By the time that Molly had started her own running club when she was living in Walthamstow, they were also able to share the similar questions they kept encountering from club members: “What kind of trainers do I need?”, “What gear should I have?”. The questions prompted them to ask their own: “Wait, what if we build this?”

It’s been a long journey of working out how to logistically start a business; the prospect of a bricks and mortar reality being as much a source of terror as excitement, but, thanks to a new partner with relevant expertise, Run Limited is close to opening its doors later this year. What will eager runners be able to expect?

“The idea is for it to be run hub that’s also a multi-brand running retailer with a coffee space: a place for people to hang out and for any club in London to come and use. We’ll have useful things like lockers so people can use it as a bag drop too; people want to run before and after work and you’ve always got stuff with you and places aren’t open. We want this space to be really accessible and to create a community.”

It’s an inclusive energy that is consistent with Molly’s experience of leading group runs, a responsibility that she says still fills her with imposter syndrome but speaks to the great care and consideration that she channels into the role.

“It’s hard; I have so much experience with running, but then I feel like everyone’s different, and I can get anxious because I don’t want to offer someone advice if it doesn’t work for them.”

Nevertheless, she loves sharing miles in this way. 

“When I started the club in Walthamstow everyone was so grateful because it brought people together in lockdown; even when only six people were allowed to meet up, we used to do tiny little group runs and it had a real family feel. It was nice knowing that I had created something that attracted people who were genuinely lovely and who kept coming; I’d done something good.”

Molly’s consideration extends to the longer-term footprints that consumption in the running industries can create, and I wonder whether striking the balance between living a sustainable lifestyle and working with brands is a source of conflict for her. For her, it’s very much about modelling the change she wants to see in the world and acknowledging that making a difference is about being pro-active, not perfect.

“I think we’re just trying our utmost to be conscious rather than shutting our eyes to it.
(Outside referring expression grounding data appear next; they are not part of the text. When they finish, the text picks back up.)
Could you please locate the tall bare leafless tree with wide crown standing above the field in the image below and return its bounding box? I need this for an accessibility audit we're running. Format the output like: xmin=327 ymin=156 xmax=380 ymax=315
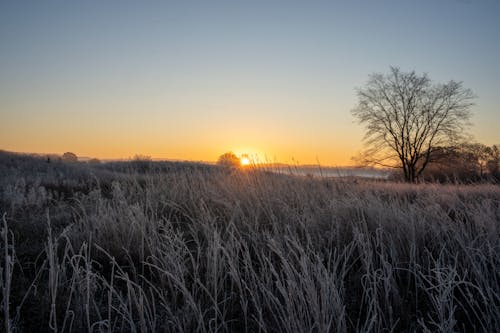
xmin=352 ymin=67 xmax=474 ymax=182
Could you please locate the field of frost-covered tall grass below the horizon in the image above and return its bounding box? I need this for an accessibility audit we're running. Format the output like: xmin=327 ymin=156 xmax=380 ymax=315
xmin=0 ymin=153 xmax=500 ymax=332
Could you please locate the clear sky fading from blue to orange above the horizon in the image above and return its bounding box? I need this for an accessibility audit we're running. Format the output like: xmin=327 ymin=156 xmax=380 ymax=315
xmin=0 ymin=0 xmax=500 ymax=166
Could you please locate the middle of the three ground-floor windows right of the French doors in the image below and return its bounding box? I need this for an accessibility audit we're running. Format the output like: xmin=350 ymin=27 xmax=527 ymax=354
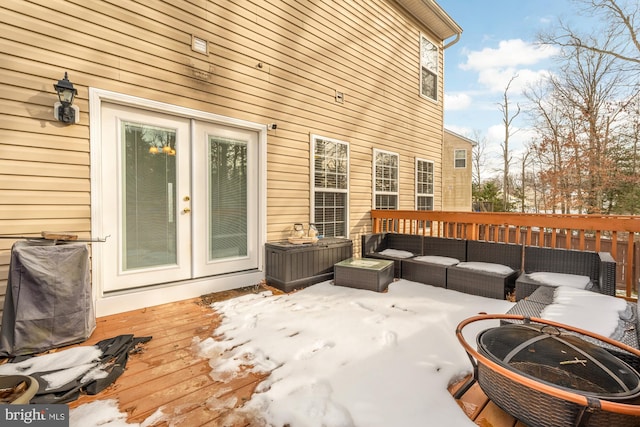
xmin=373 ymin=149 xmax=399 ymax=209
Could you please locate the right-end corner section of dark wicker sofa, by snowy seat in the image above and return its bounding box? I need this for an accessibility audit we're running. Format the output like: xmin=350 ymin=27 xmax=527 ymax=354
xmin=516 ymin=246 xmax=616 ymax=301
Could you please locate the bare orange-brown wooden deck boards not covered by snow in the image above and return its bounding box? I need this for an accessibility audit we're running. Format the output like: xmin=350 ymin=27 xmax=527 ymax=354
xmin=57 ymin=292 xmax=526 ymax=427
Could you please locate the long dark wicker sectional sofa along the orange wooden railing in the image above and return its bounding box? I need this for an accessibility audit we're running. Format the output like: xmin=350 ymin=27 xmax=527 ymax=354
xmin=362 ymin=233 xmax=616 ymax=301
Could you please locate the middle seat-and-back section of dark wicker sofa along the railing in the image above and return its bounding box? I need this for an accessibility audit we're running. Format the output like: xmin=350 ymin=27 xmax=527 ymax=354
xmin=401 ymin=236 xmax=467 ymax=288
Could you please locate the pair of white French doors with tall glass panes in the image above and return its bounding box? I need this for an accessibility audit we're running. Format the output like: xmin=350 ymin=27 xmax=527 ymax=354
xmin=101 ymin=103 xmax=259 ymax=292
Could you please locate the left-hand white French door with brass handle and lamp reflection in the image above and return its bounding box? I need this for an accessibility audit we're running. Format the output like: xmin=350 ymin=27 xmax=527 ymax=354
xmin=98 ymin=103 xmax=192 ymax=292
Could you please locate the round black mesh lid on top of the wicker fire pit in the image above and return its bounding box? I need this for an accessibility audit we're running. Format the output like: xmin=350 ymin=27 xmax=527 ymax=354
xmin=477 ymin=324 xmax=640 ymax=400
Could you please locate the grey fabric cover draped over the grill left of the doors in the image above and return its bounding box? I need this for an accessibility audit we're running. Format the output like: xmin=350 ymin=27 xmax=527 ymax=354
xmin=0 ymin=241 xmax=96 ymax=357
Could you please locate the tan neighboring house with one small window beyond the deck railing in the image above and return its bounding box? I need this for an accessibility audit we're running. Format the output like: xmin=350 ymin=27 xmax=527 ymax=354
xmin=442 ymin=129 xmax=476 ymax=212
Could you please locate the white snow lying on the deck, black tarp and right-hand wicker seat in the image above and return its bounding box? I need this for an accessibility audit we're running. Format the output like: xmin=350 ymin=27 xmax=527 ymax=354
xmin=0 ymin=279 xmax=626 ymax=427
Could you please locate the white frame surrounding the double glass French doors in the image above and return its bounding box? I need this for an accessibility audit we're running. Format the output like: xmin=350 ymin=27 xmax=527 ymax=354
xmin=89 ymin=88 xmax=267 ymax=316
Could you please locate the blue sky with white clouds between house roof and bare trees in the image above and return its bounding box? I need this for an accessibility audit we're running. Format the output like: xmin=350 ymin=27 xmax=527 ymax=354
xmin=437 ymin=0 xmax=590 ymax=176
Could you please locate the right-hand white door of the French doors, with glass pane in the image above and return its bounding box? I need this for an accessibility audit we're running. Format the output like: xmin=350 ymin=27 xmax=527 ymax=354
xmin=192 ymin=121 xmax=259 ymax=277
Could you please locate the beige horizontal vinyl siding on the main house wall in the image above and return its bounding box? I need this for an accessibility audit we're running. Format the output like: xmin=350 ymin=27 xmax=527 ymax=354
xmin=0 ymin=0 xmax=450 ymax=312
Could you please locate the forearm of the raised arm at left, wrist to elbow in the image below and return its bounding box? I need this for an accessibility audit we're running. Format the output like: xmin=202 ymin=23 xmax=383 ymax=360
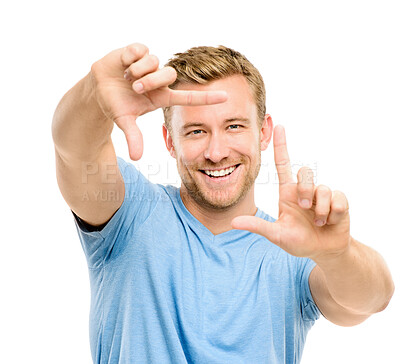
xmin=52 ymin=74 xmax=114 ymax=162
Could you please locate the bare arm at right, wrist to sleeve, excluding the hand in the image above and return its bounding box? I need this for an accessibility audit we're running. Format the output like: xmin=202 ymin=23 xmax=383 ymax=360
xmin=309 ymin=238 xmax=394 ymax=326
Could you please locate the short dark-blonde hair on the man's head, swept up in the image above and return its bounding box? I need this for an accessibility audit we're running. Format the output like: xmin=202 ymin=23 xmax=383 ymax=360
xmin=163 ymin=46 xmax=266 ymax=132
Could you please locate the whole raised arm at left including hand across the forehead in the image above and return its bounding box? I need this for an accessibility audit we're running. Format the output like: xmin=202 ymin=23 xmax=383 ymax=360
xmin=52 ymin=43 xmax=226 ymax=226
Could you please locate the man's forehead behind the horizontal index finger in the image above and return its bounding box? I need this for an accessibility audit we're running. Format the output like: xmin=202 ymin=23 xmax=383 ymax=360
xmin=171 ymin=75 xmax=257 ymax=129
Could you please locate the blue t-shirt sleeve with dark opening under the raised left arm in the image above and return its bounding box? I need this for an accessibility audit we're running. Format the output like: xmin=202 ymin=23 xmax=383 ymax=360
xmin=72 ymin=157 xmax=160 ymax=269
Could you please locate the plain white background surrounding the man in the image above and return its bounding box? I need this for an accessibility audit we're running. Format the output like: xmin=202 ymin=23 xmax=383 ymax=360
xmin=0 ymin=0 xmax=400 ymax=364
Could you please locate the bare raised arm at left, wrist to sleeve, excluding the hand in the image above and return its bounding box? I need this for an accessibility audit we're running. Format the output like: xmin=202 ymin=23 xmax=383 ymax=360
xmin=52 ymin=74 xmax=124 ymax=226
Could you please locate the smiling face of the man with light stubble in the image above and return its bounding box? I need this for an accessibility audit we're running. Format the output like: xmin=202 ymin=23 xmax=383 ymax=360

Both Jonty and I are vegan and, where I can, I will buy sustainable things like hylo, who are incredible.

As for RunLimited, last month we went and did a run with Refugee Run Club where we got everyone to bring all their old running gear and we donated it to the club. If we can make sure that, even if the products we’re stocking are not all totally sustainable, we can find a way of giving back to people that are to increase their life span, that’s probably the best we can do in this current climate.”

It’s the media-saturation of that climate that is seeing another shift in Molly’s purpose for running: switching off and slowing down.

“When I went to university in Falmouth, I felt very lucky because everyone there was creative and thinking about the planet; I studied graphic design, and they talked about sustainability and ways that in design you can help like reducing waste. Being out in Nature is all a process of slowing time; I think, if I run in the morning, I make better life decisions in the day.”

It’s a mindset that she will be pursuing in 2024 as she steps back from marathons and focuses on running with people more.

“I think last year I did a lot more solo running, and I had a lot of injuries, so I want to kind of connect with people more through running ... and try and get faster!”

I guess there’s a reason it’s called the Speed Project, after all.